Sponsored by the Jay Phillips Center for Interfaith Learning in collaboration with the Niagara Foundation of Minnesota and the Turkish American Foundation of Minnesota, this program is free and open to the public.
“Fethullah Gülen was one of Time Magazine's Top 100 People in the World in 2013, mostly for inspiring the global Hizmet (service) movement, through which Turks built schools (especially science academies) in 130 different countries, organized interreligious events and sponsored a wide range of social enterprises such as newspapers, relief agencies and think tanks,” Pahl said.
“By 2016, however, Gülen was labeled a ‘terrorist’ by the Turkish government. People close to him have since lost their jobs and assets, been imprisoned and/or had to flee the country in a purge that continues,” he added.
In contrast to what Pahl has called the Turkish government’s "big lie" about Gülen, who now lives in exile in Pennsylvania, Pahl’s lecture will focus on “how Gülen 's interreligious initiatives foster ‘deep peace,’ in a trajectory that links Gülen back to Gandhi, and down to the Liberian Nobel laureate Leymah Gbowee, and beyond.”
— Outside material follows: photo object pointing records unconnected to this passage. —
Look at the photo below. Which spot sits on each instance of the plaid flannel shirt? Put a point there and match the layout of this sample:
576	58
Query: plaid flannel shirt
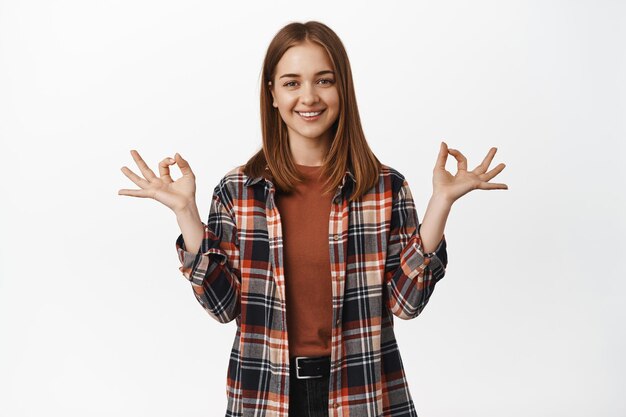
378	270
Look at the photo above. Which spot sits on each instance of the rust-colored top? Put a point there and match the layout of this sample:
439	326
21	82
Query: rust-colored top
305	217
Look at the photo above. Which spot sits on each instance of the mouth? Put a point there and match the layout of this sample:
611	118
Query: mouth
310	116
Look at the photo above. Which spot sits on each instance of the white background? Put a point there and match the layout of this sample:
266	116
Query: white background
97	320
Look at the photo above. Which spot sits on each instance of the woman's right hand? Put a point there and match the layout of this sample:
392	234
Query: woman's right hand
177	195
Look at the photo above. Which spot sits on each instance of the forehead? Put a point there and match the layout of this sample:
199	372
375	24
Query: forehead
304	58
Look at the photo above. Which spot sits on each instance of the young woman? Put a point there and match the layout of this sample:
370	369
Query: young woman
313	245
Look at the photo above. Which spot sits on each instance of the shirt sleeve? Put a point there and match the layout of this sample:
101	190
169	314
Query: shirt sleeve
410	274
213	270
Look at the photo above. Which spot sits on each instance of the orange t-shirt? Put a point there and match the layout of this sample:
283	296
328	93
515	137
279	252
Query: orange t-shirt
305	215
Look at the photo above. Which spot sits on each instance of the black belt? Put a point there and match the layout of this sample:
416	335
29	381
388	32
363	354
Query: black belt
305	367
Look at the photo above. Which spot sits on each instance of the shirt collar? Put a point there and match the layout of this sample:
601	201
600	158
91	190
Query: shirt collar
267	178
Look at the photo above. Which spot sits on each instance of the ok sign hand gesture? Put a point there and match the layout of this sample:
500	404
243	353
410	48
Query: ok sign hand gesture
177	195
455	186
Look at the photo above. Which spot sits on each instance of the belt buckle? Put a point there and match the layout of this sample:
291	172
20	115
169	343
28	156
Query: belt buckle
298	369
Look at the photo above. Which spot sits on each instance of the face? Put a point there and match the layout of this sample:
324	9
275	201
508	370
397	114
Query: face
304	82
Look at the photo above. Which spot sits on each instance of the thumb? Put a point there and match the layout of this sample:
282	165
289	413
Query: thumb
182	164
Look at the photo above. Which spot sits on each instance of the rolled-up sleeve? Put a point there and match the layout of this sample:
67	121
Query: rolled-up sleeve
213	270
410	274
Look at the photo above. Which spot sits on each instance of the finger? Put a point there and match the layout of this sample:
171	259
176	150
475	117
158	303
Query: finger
143	167
462	161
495	171
164	170
183	165
142	183
442	157
135	193
492	186
480	169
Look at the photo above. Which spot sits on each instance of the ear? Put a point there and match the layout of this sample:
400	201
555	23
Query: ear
271	88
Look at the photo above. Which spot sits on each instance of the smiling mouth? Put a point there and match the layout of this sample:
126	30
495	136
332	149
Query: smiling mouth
309	116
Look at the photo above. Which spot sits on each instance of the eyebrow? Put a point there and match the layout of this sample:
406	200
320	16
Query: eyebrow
297	75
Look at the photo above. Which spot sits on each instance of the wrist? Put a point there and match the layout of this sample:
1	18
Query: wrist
188	211
441	199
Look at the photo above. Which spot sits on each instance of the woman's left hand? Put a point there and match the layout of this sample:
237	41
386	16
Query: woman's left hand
452	187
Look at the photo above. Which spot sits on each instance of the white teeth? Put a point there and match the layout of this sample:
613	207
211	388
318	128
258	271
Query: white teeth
309	114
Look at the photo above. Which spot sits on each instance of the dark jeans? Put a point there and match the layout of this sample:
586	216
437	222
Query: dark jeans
308	397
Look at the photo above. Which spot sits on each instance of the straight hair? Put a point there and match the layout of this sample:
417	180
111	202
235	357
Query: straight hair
349	148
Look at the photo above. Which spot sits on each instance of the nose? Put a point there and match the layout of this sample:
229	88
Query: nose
309	95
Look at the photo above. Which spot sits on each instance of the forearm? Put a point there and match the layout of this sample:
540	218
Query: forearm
434	222
191	227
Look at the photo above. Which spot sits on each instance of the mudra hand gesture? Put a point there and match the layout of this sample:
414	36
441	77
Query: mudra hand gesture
452	187
176	195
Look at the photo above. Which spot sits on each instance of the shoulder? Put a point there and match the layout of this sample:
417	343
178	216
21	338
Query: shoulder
230	185
392	178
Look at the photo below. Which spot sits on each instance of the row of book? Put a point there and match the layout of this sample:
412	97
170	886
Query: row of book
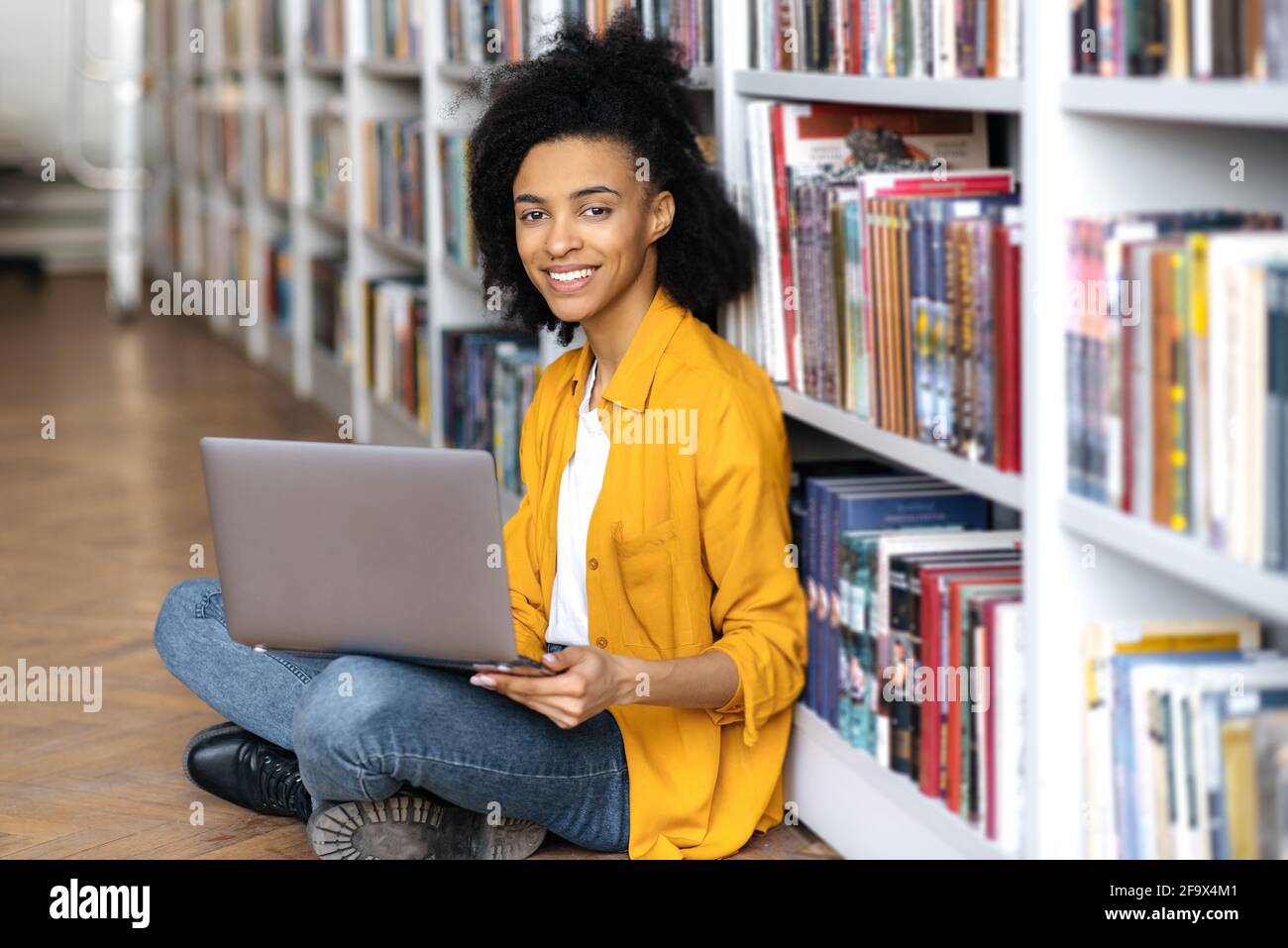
458	223
1185	741
270	30
513	30
1177	375
488	378
515	371
279	268
218	121
888	288
394	158
1181	39
230	21
394	318
395	30
330	282
274	154
329	151
918	39
914	647
323	35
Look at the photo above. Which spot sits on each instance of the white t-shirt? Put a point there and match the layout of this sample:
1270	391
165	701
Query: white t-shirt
578	494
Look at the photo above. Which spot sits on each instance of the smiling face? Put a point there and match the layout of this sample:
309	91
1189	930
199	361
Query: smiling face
585	227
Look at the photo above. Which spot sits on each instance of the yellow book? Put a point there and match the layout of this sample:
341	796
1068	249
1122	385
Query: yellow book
1240	788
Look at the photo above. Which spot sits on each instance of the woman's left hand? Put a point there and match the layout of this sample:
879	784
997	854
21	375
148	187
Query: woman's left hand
588	682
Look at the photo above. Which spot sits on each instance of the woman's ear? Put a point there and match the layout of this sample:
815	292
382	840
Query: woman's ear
662	214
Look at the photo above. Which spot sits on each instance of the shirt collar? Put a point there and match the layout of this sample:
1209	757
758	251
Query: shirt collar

“No other Christian whom I’m aware of has studied the life and work of Fethullah Gülen to extent that Jon Pahl has,” said John Merkle, director of the Jay Phillips Center. “In his masterful biography, Dr. Pahl beautifully and convincingly explains why Gülen and the movement he has inspired are so important to all of us.”
Pahl holds the Peter Paul and Elizabeth Hagan Chair and is professor of the history of Christianity at United Lutheran Seminary in Pennsylvania. He is the author of seven books, including Empire of Sacrifice: The Religious Origins of American Violence and, most recently, Fethullah Gülen: A life of Hizmet — Why a Muslim Scholar in Pennsylvania Matters to the World.
His current research continues to focus on religions, violence, and peace-growing. He has a project underway titled A Coming Religious Peace, telling the largely untold story of the dramatic emergence of religious peace work around the globe, including in the United States.
Widely known as an engaging speaker, Pahl has addressed audiences all over the world, including at major universities such as Cambridge, Oxford, Princeton, Stanford, and Yale. In recent years, he has been particularly active in anti-racist initiatives, leading congregations and communities in repentance, reckoning and reconciliation.